I think this will deadlock on the GC mutex.
July 06, 2014
On Friday, 4 July 2014 at 17:05:32 UTC, David Nadlinger wrote:
> On Friday, 4 July 2014 at 14:47:12 UTC, Chris Cain wrote:
>> Is there a way to lock the GC currently?
>
> There are critical regions in core.thread. While in such a region, your thread will never be suspended, effectively also precluding the GC from running.

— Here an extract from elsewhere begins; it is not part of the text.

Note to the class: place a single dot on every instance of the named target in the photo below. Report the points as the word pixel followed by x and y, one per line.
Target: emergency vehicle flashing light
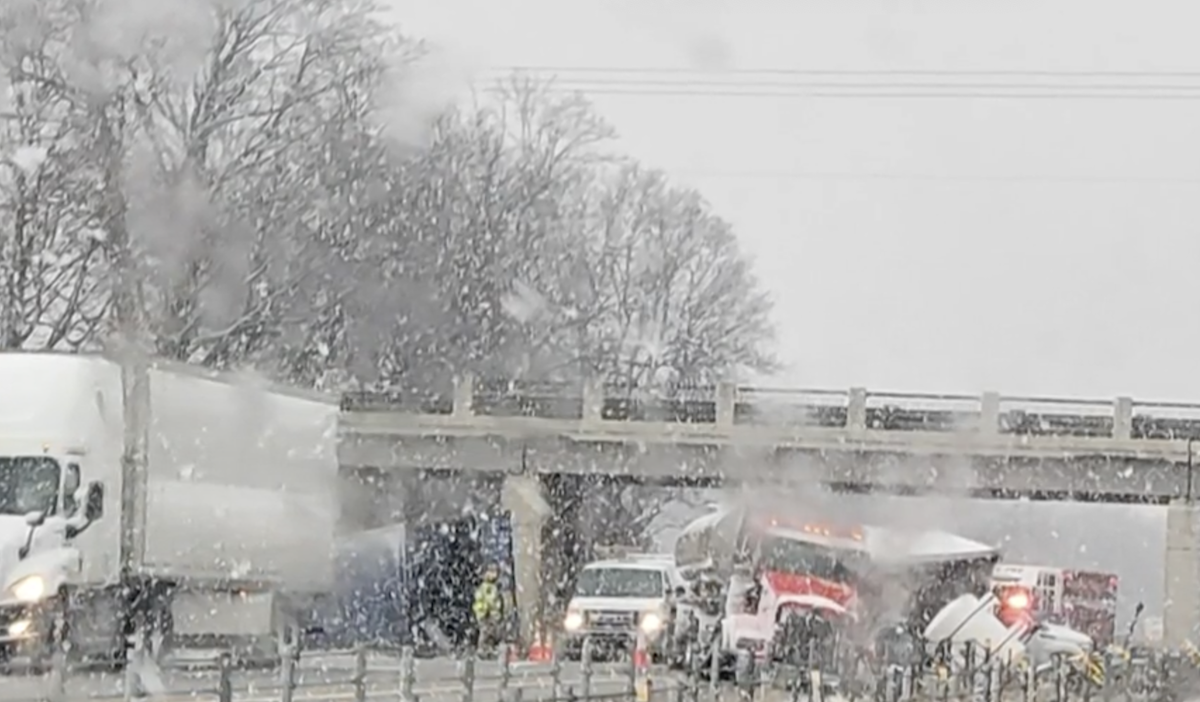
pixel 1017 600
pixel 819 529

They are a rather dangerous tool though, use them only if absolutely required and on small, controlled pieces of code.
>
> David

So something like this would work?

void* GCAwareRealloc(void* ptr, size_t size)
{
  import core.thread;
  void* r;
  thread_enterCriticalRegion();
  scope (exit) thread_exitCriticalRegion();
  r = realloc(ptr, size);
  // Assuming that addRange performs an update of size
  GC.addRange(r, size);
  return r;
}
July 06, 2014
On Sunday, 6 July 2014 at 04:58:42 UTC, Brian Schott wrote:
>
> So something like this would work?
>
> void* GCAwareRealloc(void* ptr, size_t size)
> {
>   import core.thread;
>   void* r;
>   thread_enterCriticalRegion();
>   scope (exit) thread_exitCriticalRegion();
>   r = realloc(ptr, size);
>   // Assuming that addRange performs an update of size
>   GC.addRange(r, size);
>   return r;
> }

No, it can cause a deadlock:

Thread 1: thread_enterCriticalRegion();
Thread 2: Takes GC lock.
Thread 1: Tries to take GC lock to add range, but it has to wait.
Thread 2: triggers a collection -> thread_suspendAll().

Thread 2 waits on thread 1 to exit critical section, thread 1 waits on thread 2 to release GC lock.

So the best we can do at the moment is:
void* GCAwareRealloc(void* ptr, size_t size)
{
  void* r;
  GC.disable;
  scope (exit) GC.enable;
  GC.removeRange(ptr);
  r = realloc(ptr, size);
  GC.addRange(r, size);
  return r;
}

With your proposed enhancement we get:
void* GCAwareRealloc(void* ptr, size_t size)
{
  void* r;
  GC.disable;
  scope (exit) GC.enable;
  r = realloc(ptr, size);
  if (r != ptr)
    GC.removeRange(ptr);
  GC.addRange(r, size); // if r == ptr, only updates size
  return r;
}

Which executes a little faster because we sometimes do 1 less GC range operation (plus 1 less GC lock.)